State of Rackspace Spot 2026
The State of Rackspace Spot 2026 is the inaugural annual report from Rackspace Spot. It analyzes how hundreds of organizations run production workloads on Rackspace Spot fully managed Kubernetes clusters and Virtual Machine Cloudspaces.
While Rackspace Spot offers both on-demand and spot instances, this analysis focuses on spot instances, which run on an auction-based spot market where users bid directly for compute capacity, with prices driven by real supply and demand. Spot pricing history shows that Amazon Web Services (AWS) once operated a similar auction market, before moving to opaque fixed pricing.
The data comes from tens of thousands of active workloads across hundreds of cloudspaces and the findings challenge the assumption that spot instances are only suited for interruptible or non-critical workloads.
The report shows that 51% of cloudspaces run stateful containerized applications and 96.8% of active users run entirely on spot with no on-demand fallback.
Databases, caching layers, and ML pipelines are running in production on spot compute resources, achieving real cost savings without sacrificing fault tolerance.
For engineering teams and FinOps leads evaluating spot instances for serious workloads, this report is a practical reference point. It covers workload architecture patterns, GitOps tooling adoption, resilience strategies, and operational maturity across hundreds of organizations running containerized applications on Rackspace Spot.
With a preemption rate of around 0.1% on the Rackspace Spot platform, teams no longer need to worry about interruptions. Spot instances are charged by the hour, making costs predictable and easy to track. For teams serious about reducing compute costs, the data suggests reserved instances are no longer the default answer.
For any team running containerized applications on Kubernetes and looking to cut cloud costs without trading away reliability, the State of Rackspace Spot 2026 is the data they've been waiting for.
Start running your production Kubernetes workloads on Rackspace Spot today.
Frequently Asked Questions
What types of Kubernetes workloads actually run on spot instances?
More than most teams expect. The assumption that spot instances are only suited to throwaway batch jobs is outdated. Deployments covering stateless microservices, APIs, and web applications make up the majority of workloads, followed by batch jobs and scheduled automation. More significantly, over half of cloudspaces on Rackspace Spot run stateful applications including MySQL, PostgreSQL, and Redis using StatefulSets. Organizations are not choosing between stateless and stateful on spot infrastructure. They are running both.
How mature is Kubernetes spot instance adoption in 2026?

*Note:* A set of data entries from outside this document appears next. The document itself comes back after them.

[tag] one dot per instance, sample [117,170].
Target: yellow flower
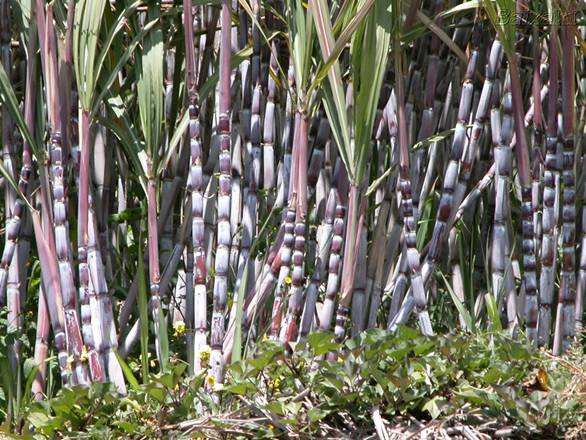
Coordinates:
[179,327]
[84,357]
[204,354]
[70,360]
[276,384]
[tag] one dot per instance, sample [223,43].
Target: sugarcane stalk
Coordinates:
[565,320]
[447,200]
[410,226]
[550,177]
[289,328]
[41,347]
[224,187]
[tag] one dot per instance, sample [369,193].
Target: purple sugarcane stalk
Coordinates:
[224,188]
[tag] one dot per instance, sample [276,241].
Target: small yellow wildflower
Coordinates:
[276,384]
[179,327]
[204,354]
[70,360]
[84,357]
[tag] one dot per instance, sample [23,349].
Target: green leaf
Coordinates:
[150,86]
[462,310]
[436,406]
[128,373]
[322,343]
[10,103]
[86,31]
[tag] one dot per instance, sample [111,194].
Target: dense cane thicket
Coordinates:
[183,180]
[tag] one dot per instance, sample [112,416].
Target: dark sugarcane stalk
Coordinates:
[224,188]
[538,144]
[565,320]
[103,307]
[359,298]
[355,220]
[198,269]
[288,135]
[447,200]
[41,347]
[284,262]
[54,301]
[404,183]
[581,284]
[153,252]
[324,243]
[334,267]
[501,137]
[286,250]
[550,177]
[10,293]
[60,237]
[269,128]
[524,172]
[531,310]
[250,212]
[320,236]
[289,330]
[480,119]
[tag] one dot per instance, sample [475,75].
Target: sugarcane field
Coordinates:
[298,219]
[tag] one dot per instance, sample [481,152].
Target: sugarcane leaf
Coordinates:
[128,373]
[207,88]
[434,138]
[440,33]
[86,30]
[462,310]
[106,84]
[345,36]
[125,131]
[333,90]
[10,179]
[163,341]
[379,180]
[243,288]
[462,7]
[10,103]
[150,86]
[369,61]
[503,21]
[493,313]
[143,309]
[116,28]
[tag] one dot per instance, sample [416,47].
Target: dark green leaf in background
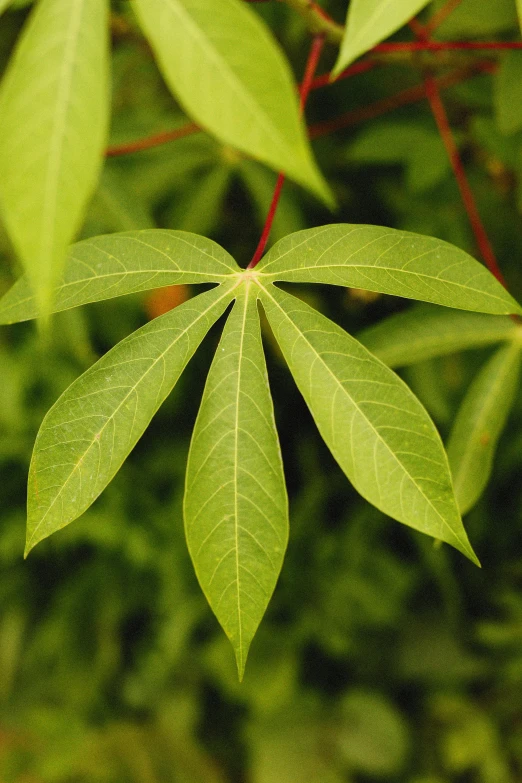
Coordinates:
[53,124]
[480,421]
[508,93]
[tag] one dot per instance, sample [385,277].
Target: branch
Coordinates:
[311,67]
[410,95]
[441,118]
[444,46]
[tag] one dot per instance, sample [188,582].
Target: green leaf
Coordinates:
[508,93]
[388,261]
[53,123]
[235,501]
[427,331]
[371,21]
[228,73]
[480,422]
[97,421]
[377,430]
[199,208]
[118,264]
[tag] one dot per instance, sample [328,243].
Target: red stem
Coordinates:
[152,141]
[410,95]
[441,118]
[306,84]
[442,46]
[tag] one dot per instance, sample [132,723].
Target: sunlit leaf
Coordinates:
[388,261]
[96,422]
[426,331]
[53,122]
[235,501]
[480,422]
[228,73]
[371,21]
[117,264]
[375,427]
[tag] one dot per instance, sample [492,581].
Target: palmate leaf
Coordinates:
[96,422]
[228,73]
[480,421]
[375,427]
[371,21]
[118,264]
[53,123]
[427,331]
[388,261]
[236,516]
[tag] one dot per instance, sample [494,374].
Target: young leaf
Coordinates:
[53,121]
[480,422]
[377,430]
[229,75]
[371,21]
[235,499]
[97,421]
[388,261]
[426,331]
[117,264]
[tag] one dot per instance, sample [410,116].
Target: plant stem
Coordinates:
[443,46]
[306,84]
[410,95]
[441,118]
[152,141]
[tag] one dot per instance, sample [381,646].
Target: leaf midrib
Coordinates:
[377,434]
[116,410]
[63,100]
[272,276]
[236,85]
[511,357]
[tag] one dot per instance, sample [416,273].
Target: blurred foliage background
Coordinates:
[380,657]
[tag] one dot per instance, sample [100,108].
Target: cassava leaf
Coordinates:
[480,422]
[377,430]
[117,264]
[388,261]
[229,74]
[91,429]
[371,21]
[235,499]
[53,121]
[426,331]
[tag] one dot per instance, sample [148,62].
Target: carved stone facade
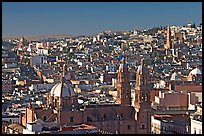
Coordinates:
[116,118]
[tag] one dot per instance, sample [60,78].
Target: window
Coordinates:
[194,130]
[89,119]
[71,119]
[128,127]
[44,118]
[200,131]
[143,126]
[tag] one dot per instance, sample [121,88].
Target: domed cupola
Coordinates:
[195,75]
[175,77]
[62,95]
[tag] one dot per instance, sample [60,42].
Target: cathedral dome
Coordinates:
[62,89]
[195,71]
[175,77]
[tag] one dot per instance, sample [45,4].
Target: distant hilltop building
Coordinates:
[120,118]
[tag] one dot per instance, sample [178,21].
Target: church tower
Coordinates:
[142,100]
[168,39]
[123,85]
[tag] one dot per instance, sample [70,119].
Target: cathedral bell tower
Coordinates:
[168,41]
[142,100]
[123,85]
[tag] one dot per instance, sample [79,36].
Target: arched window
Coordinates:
[89,119]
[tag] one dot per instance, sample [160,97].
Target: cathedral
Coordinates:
[119,118]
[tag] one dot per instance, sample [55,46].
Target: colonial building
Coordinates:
[120,118]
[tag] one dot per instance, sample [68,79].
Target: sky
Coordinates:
[88,18]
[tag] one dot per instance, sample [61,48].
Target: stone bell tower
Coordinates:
[123,85]
[142,100]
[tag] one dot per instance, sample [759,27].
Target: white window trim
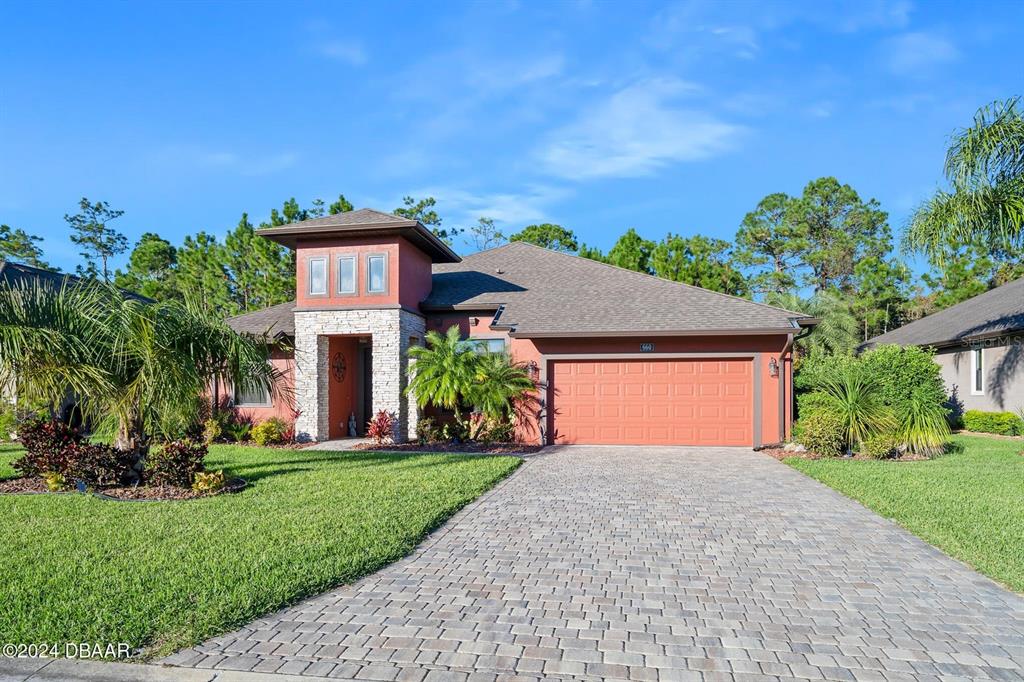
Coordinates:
[382,292]
[355,275]
[309,275]
[268,402]
[975,389]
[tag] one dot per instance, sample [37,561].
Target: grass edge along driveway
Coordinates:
[162,576]
[969,504]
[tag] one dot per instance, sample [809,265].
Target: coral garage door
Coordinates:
[670,401]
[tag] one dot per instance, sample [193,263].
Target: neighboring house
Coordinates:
[979,345]
[621,356]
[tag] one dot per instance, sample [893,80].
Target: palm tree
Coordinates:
[500,385]
[852,395]
[444,370]
[450,374]
[985,170]
[136,368]
[836,334]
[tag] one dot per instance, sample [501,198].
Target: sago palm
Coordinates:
[136,366]
[985,170]
[499,385]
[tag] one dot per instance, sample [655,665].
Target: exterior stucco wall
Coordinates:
[391,331]
[1004,376]
[282,401]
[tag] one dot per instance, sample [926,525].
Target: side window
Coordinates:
[251,395]
[316,276]
[377,273]
[978,372]
[346,274]
[487,345]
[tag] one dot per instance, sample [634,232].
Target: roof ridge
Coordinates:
[654,276]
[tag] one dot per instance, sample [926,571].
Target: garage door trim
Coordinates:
[546,360]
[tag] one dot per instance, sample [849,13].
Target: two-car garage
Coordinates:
[673,400]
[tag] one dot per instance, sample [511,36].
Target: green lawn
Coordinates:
[970,504]
[166,574]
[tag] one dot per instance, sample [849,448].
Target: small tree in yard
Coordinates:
[451,374]
[136,368]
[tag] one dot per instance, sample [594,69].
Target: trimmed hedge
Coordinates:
[1000,423]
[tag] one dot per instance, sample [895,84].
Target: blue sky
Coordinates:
[664,117]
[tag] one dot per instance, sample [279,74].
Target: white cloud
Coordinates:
[350,52]
[194,157]
[462,207]
[918,53]
[636,131]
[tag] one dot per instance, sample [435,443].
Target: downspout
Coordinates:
[781,388]
[790,346]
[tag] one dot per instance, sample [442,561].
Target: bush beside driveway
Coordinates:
[164,574]
[970,504]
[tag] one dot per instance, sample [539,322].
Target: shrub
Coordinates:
[499,430]
[850,393]
[922,422]
[381,427]
[100,465]
[210,481]
[53,448]
[1000,423]
[47,446]
[55,481]
[175,463]
[270,431]
[902,372]
[212,429]
[822,432]
[239,431]
[427,431]
[8,422]
[881,446]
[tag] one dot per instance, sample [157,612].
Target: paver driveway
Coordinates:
[650,563]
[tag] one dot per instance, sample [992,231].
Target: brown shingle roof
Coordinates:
[996,311]
[273,322]
[363,221]
[550,293]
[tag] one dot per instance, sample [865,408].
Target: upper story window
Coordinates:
[346,274]
[978,372]
[486,345]
[317,276]
[377,273]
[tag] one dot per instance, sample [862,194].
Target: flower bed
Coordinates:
[473,448]
[34,485]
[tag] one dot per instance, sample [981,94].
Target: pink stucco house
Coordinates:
[621,356]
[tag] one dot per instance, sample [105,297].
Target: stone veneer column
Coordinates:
[390,331]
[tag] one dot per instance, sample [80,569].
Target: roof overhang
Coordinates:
[418,235]
[635,333]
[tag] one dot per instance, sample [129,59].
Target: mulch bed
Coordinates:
[780,454]
[469,448]
[28,484]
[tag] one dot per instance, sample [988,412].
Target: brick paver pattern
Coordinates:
[650,563]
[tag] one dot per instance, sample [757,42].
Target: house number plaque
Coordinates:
[338,367]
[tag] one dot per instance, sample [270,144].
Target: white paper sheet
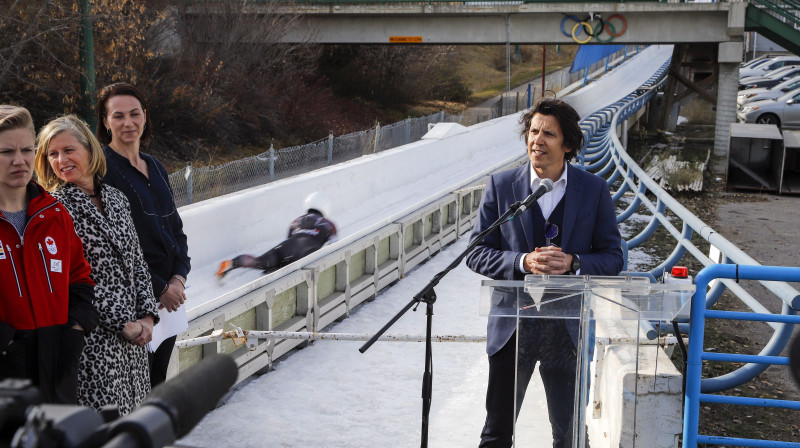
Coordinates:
[169,325]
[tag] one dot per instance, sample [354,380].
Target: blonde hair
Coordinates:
[15,117]
[67,123]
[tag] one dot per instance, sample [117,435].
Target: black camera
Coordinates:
[168,413]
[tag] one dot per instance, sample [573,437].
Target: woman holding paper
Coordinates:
[122,125]
[113,369]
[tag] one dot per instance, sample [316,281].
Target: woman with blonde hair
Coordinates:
[46,292]
[113,370]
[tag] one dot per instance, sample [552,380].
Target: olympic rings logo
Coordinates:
[585,27]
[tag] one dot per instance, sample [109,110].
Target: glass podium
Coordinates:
[559,320]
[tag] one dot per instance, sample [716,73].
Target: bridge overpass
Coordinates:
[711,33]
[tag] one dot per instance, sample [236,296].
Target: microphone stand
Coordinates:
[428,296]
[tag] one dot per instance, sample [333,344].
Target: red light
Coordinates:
[680,271]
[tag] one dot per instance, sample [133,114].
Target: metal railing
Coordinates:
[192,184]
[605,155]
[696,354]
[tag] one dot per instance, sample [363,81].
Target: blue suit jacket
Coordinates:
[589,230]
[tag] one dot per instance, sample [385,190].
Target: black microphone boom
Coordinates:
[545,186]
[176,406]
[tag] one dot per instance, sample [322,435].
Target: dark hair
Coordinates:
[117,89]
[567,117]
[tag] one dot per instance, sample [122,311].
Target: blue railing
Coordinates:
[694,395]
[605,155]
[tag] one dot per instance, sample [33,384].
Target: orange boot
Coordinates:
[225,267]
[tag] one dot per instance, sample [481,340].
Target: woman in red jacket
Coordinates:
[46,295]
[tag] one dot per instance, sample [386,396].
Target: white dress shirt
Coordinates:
[548,201]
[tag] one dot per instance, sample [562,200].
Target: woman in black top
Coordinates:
[122,125]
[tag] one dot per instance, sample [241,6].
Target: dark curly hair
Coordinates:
[117,89]
[567,117]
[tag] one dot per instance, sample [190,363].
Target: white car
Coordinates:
[769,79]
[783,111]
[762,69]
[766,93]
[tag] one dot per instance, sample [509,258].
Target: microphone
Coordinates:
[173,408]
[545,186]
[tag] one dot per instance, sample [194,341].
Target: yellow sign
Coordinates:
[405,39]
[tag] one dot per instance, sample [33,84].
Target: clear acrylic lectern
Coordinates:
[560,319]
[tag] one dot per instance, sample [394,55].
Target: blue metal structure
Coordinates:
[696,354]
[605,156]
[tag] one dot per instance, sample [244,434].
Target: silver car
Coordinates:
[774,63]
[766,93]
[783,111]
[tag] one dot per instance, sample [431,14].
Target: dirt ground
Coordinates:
[765,226]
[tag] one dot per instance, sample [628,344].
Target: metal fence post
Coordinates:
[330,148]
[377,137]
[530,95]
[189,178]
[271,162]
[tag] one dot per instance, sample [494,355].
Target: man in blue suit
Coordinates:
[587,241]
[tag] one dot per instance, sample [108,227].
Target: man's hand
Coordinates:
[548,260]
[173,297]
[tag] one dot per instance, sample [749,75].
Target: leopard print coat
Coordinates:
[113,370]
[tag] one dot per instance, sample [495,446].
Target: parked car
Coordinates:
[753,63]
[762,69]
[773,78]
[783,111]
[766,93]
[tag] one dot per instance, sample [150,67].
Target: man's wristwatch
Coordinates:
[575,265]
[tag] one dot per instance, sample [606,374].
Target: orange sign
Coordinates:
[405,39]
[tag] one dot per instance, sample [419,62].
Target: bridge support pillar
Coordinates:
[727,85]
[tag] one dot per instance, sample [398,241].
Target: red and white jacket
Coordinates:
[39,269]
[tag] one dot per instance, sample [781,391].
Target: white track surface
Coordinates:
[329,394]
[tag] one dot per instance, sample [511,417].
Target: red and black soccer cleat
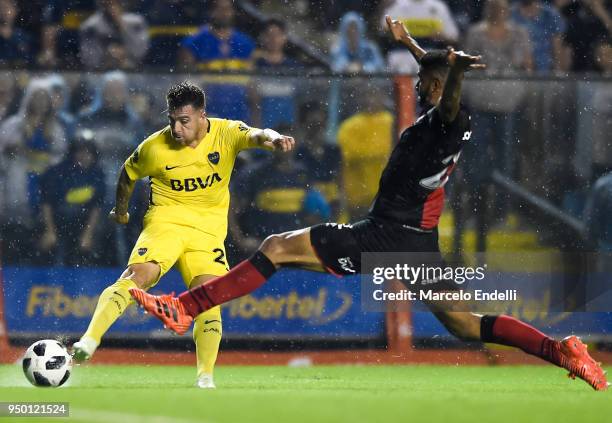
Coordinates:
[575,358]
[166,308]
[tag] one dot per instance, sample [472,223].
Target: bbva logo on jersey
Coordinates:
[192,184]
[214,157]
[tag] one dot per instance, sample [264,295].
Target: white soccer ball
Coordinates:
[47,363]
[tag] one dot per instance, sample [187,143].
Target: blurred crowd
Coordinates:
[84,83]
[531,35]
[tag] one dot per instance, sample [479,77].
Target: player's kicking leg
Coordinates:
[296,249]
[112,303]
[287,249]
[569,353]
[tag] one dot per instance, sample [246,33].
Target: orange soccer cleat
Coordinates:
[166,308]
[575,358]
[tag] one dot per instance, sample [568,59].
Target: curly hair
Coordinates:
[185,94]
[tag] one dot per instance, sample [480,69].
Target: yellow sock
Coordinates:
[207,336]
[112,303]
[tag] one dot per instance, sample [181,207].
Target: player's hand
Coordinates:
[284,143]
[464,62]
[122,219]
[397,28]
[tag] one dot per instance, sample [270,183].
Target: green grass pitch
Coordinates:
[356,394]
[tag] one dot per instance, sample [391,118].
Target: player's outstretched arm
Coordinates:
[400,33]
[272,140]
[125,187]
[459,63]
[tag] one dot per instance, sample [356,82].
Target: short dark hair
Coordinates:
[185,94]
[435,62]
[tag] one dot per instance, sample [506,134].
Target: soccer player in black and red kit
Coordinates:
[403,217]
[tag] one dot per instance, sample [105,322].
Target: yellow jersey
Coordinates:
[190,186]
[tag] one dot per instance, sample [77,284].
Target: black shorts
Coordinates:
[339,246]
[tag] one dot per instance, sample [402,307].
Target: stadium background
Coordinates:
[535,183]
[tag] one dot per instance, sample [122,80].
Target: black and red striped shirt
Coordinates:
[411,189]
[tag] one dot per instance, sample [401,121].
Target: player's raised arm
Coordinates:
[400,33]
[272,140]
[459,63]
[125,187]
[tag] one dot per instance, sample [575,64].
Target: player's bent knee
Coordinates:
[273,246]
[144,275]
[464,326]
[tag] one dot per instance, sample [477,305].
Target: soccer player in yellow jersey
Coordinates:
[189,164]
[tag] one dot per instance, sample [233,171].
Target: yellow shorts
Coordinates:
[195,251]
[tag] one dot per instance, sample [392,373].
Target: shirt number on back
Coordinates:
[441,178]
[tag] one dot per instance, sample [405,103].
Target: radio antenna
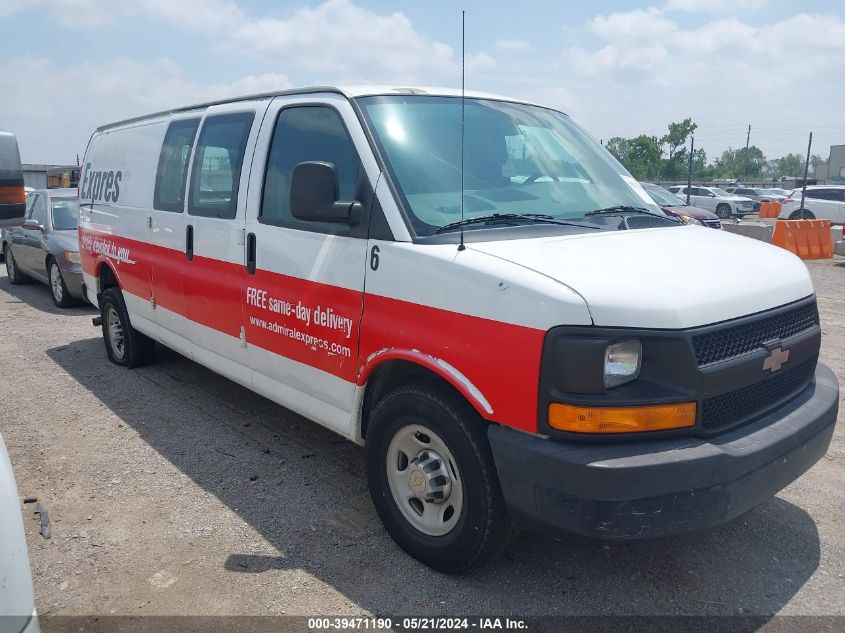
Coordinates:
[463,82]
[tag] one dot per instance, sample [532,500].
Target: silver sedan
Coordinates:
[45,247]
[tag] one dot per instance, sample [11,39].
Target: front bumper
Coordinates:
[72,275]
[651,488]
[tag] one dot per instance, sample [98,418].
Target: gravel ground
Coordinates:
[174,491]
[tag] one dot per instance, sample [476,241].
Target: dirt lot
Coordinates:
[174,491]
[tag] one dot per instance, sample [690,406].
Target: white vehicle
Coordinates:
[822,202]
[717,200]
[495,321]
[17,598]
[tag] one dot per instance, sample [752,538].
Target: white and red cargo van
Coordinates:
[475,290]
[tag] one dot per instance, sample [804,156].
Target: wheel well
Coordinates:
[391,375]
[106,278]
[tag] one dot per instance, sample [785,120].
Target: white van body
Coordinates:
[329,319]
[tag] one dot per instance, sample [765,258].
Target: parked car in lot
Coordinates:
[527,341]
[674,206]
[46,246]
[722,203]
[822,202]
[758,194]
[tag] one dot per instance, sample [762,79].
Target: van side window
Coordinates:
[173,165]
[38,212]
[306,133]
[216,172]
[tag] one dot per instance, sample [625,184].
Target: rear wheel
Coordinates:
[15,275]
[723,211]
[124,345]
[432,478]
[58,289]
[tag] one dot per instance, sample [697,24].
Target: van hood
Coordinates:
[673,278]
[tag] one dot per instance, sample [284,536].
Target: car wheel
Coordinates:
[723,211]
[432,478]
[124,345]
[16,277]
[802,214]
[58,288]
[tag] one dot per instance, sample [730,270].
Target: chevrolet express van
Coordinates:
[476,291]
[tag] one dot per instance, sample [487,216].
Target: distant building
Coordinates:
[50,176]
[834,169]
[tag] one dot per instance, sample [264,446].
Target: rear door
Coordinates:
[305,280]
[213,277]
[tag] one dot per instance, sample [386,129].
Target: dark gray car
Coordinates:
[45,247]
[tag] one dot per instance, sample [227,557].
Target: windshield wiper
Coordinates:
[620,208]
[508,217]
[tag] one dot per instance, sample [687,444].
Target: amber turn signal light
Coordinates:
[658,417]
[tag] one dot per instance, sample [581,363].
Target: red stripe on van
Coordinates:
[495,365]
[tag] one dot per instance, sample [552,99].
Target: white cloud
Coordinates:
[513,45]
[91,94]
[714,6]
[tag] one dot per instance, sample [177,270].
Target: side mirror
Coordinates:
[12,195]
[314,195]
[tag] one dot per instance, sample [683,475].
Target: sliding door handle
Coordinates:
[189,242]
[250,253]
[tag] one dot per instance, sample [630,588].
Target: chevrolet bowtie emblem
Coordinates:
[776,358]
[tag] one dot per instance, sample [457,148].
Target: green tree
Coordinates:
[676,139]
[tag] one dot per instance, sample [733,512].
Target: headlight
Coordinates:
[622,362]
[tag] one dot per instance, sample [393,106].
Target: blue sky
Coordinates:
[619,68]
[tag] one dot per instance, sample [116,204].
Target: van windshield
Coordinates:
[517,159]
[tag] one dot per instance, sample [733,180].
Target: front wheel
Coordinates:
[433,481]
[58,288]
[125,346]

More mature than most industry benchmarks suggest, with GitOps and stateful workload adoption running well above CNCF survey averages. On Rackspace Spot, adoption has reached a record high: 96.8% of users run their workloads entirely on spot instances.
How do organizations handle resilience and high availability on spot instances?
Teams run multiple replicas across zones for high availability, with the most critical services running four or more. They back this up with automated database backups, failover, and object storage as backup targets.
What technology stacks are teams running on Kubernetes spot instances?
Most teams running Kubernetes on spot instances use the same production-grade stacks they would on on-demand infrastructure. On Rackspace Spot, teams run Go-based microservices, MySQL or PostgreSQL for their databases, Redis for caching, and Prometheus and Grafana for observability.
Is it safe to run databases and stateful applications on spot instances?
Running databases on spot instances has traditionally been seen as risky due to the possibility of interruptions. On Rackspace Spot, 51% of cloudspaces run stateful applications in production, with teams using operator-managed databases that handle automated failover, backups, and replication. For teams who prefer not to manage databases on instances at all, Rackspace Spot also offers a managed DBaaS with PostgreSQL, automated backups, and high availability built in.
Are organizations using spot instances for Kubernetes worker nodes in production?
Yes, running spot instances as Kubernetes worker nodes is one of the most common ways teams cut compute costs in production. Because Kubernetes handles pod scheduling and rescheduling automatically, worker nodes are a natural fit for spot. On Rackspace Spot, 96.8% of active users run entirely on spot with no on-demand fallback. With a preemption rate of around 0.1%, teams are not worried about interruptions, making spot worker nodes a reliable and cost effective choice for production workloads.